Are these solemn testimonies then worth the stamp paper on which they are typed? Or, to put it another way, is the stamp paper that bear these solemn testimonies worth the information carried therein? Is there a larger symbolism in this quirky coincidence that unleashes a Telgi on the nation just as it prepares to make its candidates suitably accountable and transparent before five crucial assembly elections? Should we take it as a sign from divine quarters that we, the people, are not quite ready for the dipped-in-detergent neta? Or perhaps we should desist from wrestling with such insolvable moral dilemmas and enlighten ourselves by reading the affidavits instead.

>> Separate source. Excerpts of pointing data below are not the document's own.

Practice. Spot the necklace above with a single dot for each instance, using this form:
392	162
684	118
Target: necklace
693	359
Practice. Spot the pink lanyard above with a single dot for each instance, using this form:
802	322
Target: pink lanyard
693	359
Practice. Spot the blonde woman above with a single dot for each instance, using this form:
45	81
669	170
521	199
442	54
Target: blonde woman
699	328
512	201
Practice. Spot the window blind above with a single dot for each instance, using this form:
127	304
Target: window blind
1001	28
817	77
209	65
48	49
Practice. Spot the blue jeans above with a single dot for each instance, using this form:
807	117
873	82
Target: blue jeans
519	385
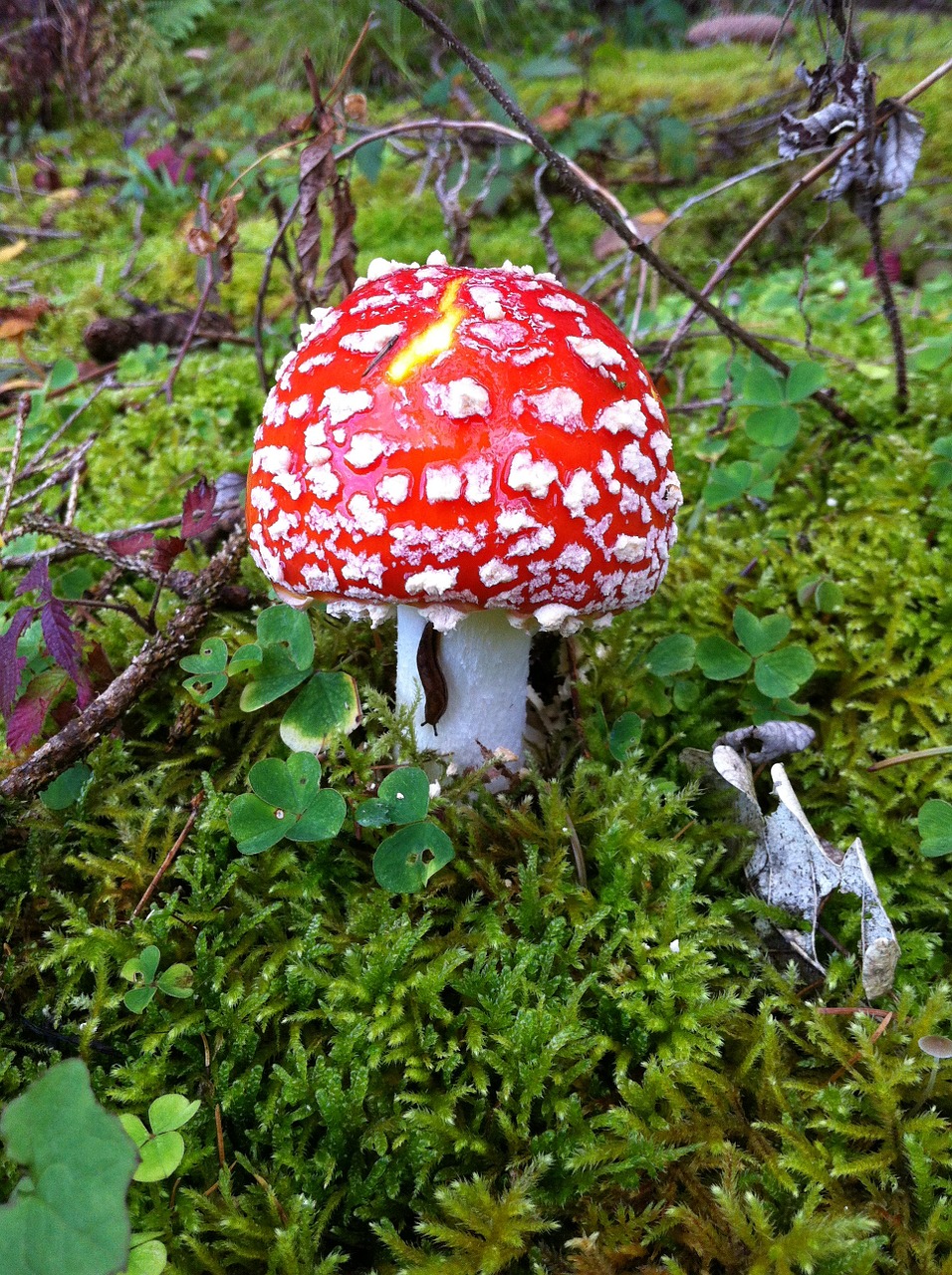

They do make engrossing reading. It’s nice to know, for instance, that a powerful woman like Sheila Dikshit has been sensible enough to invest in a few shares and bonds, just like any of us, for that rainy day no doubt — politics being so unpredictable. Or that Shivpuri’s Yashodara Raje Scindia has fairly modest means for a once true-blue royal — cash of Rs 15,000, bonds, shares, debentures amounting to Rs 57,463, a few baubles worth Rs 60 lakh and, yes, a quarter of her mother’s ancestral property, which they have not yet fully valued since the “matter is under consideration”. As for Ashok Gehlot, he has even come clean on the almirahs he owns. Under “other assets” he has listed two refrigerators, two air-conditioners, two colour televisions, four steel book almirahs, and one music system. Truly he does make some of us who possess five steel book almirahs squirm in discomfort.